# Is this worth it? Advice please



## Yes Row (Jan 23, 2013)

Guys

I currently have an MC2 paired with a cherub.

I am going to see this grinder

http://www.gumtree.com/p/for-sale/brasilia-commercial-coffee-grinder/1025137510

I have limited knowledge of grinders and am unsure whether this is worth a punt, and it is located only a few miles away. I am going to view it. I guess it may need new burrs, are these expensive/difficult to fit, are there any common problems to look out for?

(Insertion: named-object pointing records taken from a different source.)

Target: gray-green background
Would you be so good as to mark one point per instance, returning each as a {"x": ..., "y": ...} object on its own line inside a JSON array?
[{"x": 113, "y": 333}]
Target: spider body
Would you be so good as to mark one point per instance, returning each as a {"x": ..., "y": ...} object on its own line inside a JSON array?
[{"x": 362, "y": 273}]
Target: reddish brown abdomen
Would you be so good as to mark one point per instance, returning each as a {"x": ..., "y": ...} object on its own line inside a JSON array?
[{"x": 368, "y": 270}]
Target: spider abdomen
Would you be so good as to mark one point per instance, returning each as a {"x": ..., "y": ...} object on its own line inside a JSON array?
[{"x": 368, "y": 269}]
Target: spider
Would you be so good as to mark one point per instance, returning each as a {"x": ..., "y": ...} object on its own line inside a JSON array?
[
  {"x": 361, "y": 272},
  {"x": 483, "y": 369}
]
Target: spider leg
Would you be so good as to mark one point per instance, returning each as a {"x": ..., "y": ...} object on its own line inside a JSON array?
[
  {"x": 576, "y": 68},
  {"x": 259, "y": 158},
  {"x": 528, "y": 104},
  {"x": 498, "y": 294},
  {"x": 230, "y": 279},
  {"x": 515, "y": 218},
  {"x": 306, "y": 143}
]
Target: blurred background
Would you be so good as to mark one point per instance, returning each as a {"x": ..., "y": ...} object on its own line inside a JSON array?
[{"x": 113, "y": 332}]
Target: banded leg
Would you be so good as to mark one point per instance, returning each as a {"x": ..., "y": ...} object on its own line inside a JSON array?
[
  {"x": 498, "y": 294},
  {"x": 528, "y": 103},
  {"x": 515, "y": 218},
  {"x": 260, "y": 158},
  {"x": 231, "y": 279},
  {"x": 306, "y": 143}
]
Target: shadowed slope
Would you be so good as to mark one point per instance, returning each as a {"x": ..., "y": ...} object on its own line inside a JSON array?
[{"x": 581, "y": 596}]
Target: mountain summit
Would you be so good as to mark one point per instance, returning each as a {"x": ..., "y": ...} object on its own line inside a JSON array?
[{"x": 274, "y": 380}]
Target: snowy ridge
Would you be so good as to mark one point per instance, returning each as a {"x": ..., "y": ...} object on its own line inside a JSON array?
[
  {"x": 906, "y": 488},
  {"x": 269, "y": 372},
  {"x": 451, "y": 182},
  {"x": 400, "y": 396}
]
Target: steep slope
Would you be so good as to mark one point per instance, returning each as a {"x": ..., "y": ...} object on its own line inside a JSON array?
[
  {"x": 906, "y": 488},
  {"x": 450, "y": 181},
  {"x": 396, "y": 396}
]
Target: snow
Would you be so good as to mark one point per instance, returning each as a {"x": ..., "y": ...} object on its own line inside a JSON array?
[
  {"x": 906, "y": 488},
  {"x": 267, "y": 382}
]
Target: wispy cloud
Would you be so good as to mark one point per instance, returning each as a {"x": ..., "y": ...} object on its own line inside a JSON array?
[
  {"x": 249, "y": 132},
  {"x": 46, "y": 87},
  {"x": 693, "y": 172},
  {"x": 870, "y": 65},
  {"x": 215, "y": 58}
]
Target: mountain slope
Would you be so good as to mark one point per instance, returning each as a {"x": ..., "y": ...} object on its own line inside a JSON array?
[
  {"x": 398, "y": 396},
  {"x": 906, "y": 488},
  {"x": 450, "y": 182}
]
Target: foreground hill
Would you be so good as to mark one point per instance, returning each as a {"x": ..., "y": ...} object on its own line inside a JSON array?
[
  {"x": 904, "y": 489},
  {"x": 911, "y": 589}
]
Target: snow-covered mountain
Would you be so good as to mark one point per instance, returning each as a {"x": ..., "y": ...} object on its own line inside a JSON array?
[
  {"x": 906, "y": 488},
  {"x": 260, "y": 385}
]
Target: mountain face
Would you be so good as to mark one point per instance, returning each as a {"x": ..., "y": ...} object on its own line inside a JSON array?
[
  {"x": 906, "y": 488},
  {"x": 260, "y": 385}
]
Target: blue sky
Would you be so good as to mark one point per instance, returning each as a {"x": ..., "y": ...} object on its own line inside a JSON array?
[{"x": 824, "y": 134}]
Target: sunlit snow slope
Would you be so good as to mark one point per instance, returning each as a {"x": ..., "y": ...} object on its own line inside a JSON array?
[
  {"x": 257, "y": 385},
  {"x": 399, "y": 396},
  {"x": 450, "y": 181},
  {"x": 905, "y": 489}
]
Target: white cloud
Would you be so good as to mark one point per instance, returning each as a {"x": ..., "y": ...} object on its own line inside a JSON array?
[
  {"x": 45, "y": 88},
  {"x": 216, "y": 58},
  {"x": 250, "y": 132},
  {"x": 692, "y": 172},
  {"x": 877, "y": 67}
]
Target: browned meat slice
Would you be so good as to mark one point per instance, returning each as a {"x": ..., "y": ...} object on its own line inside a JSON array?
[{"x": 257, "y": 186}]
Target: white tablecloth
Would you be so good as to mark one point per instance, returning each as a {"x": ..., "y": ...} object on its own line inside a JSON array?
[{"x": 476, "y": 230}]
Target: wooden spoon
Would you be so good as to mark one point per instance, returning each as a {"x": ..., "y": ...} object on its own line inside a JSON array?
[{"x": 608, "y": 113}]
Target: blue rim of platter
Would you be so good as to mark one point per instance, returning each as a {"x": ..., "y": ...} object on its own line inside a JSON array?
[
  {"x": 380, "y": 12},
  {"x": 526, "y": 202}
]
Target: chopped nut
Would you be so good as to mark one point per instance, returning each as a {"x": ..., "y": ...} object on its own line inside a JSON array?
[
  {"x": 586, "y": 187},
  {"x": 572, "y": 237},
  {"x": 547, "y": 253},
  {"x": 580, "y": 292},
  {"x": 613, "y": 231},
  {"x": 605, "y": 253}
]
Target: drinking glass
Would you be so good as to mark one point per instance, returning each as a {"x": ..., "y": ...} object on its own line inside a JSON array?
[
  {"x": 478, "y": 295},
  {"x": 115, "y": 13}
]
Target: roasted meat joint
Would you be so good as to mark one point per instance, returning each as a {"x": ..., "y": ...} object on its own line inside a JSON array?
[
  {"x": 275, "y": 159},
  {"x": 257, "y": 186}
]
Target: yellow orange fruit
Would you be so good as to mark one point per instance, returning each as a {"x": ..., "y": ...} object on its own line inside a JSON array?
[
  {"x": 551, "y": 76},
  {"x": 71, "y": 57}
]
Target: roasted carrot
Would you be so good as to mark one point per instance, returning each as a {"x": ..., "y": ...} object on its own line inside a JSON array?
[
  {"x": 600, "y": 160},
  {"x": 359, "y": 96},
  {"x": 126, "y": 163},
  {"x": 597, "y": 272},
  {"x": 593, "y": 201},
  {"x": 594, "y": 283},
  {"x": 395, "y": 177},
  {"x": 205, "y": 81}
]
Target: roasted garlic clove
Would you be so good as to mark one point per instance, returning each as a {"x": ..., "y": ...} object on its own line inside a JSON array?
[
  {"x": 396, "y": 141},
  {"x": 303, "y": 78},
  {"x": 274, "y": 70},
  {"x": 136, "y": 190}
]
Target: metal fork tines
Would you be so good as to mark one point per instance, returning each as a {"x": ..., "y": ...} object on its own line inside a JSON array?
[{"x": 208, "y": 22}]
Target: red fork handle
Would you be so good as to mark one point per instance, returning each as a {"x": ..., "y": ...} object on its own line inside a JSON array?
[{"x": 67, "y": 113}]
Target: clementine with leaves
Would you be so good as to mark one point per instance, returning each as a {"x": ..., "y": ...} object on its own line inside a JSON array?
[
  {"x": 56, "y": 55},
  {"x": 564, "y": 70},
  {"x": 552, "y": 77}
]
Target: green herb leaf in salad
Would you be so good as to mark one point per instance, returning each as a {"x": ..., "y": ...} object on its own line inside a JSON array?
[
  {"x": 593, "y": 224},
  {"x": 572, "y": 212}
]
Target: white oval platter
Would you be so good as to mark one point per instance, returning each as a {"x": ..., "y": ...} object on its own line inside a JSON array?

I should trawl the web and the forum for my answers but have real limited free time before viewing,

Your patience with my possibly annoying questions and request for advice is appreciated


----------



## coffeechap (Apr 5, 2012)

Brasilia rr45 great grinder, great grind quality, easy to get burrs for the rr45, and a really great price on that.


----------



## coffeebean (Jan 26, 2010)

Looks like a bargain!


----------



## Charliej (Feb 25, 2012)

Thanks to Dave I have a practically new set of burrs for an RR45 spare only had maybe 2-3 kilos through them if you needed them. So that looks well worth a punt anyway and its the nice shiny chrome model.


----------



## Geordie Boy (Nov 26, 2012)

I contacted the seller on this on Monday morning and to quote him he "had already had many offers and had already arranged a few viewings", therefore I'm quite surprised it hasn't gone yet.... maybe they're all quibbling over a fiver!


----------



## 4085 (Nov 23, 2012)

I am sure Dave has a chrome RR45. It is probably buried in amongst all the other grinders in his 'cave'!


----------



## 666tyler (Apr 19, 2013)

Im sure he has had a few offers as i myself made a cheeky offer to see if he actually knew its worth but he seems keen to stick to his price!


----------



## coffeechap (Apr 5, 2012)

Guys at that price it is a no brainer I sold one for £230 last year


----------



## Padder (Dec 14, 2012)

Charliej said:


> Thanks to Dave I have a practically new set of burrs for an RR45 spare only had maybe 2-3 kilos through them if you needed them. So that looks well worth a punt anyway and its the nice shiny chrome model.


Hi mate, I'd be interested in those burrs as I've just bought a different RR45 from Gumtree. Not the pretty shiny stainless one but a deffo bargain at £70 with a knock out drawer


----------



## Yes Row (Jan 23, 2013)

Well I bit the bullet and paid £80 for it. It is in good cosmetic condition and a quick look at the burrs reveal they are almost smooth!

It was manufactured in 2000 and has come out of a local health club. I am guessing they just replaced the grinder rather than the burrs

I intend to try and strip it at the weekend (I am far from knowledgeable or competent really, but I am guessing it can not be too hard?)

The young guy who sold it to me just worked at the club and they just told him to get rid of it.

CharlieJ if the burrs are still up for grabs can you advise how much, I certainly need some

I guess the real questions will start when I have a kitchen work top covered in grinder bits

Thanks for your advise and comments so far


----------



## Geordie Boy (Nov 26, 2012)

Even buying the burrs, that's still a bargain!


----------



## coffeechap (Apr 5, 2012)

Charlie should do you a deal as he managed to pick up some interim burrs for his 55 very cheaply!!! They are not too complicated, if you need any help or get stuck just give me a shout


----------



## Yes Row (Jan 23, 2013)

Thanks Dave, the deal is done on the burrs with charliej

Maybe i will be in touch during the strip down!

Just need to research some mods that can be done....its very big, swmbo may not be impressed, but hey, she likes good coffee.


----------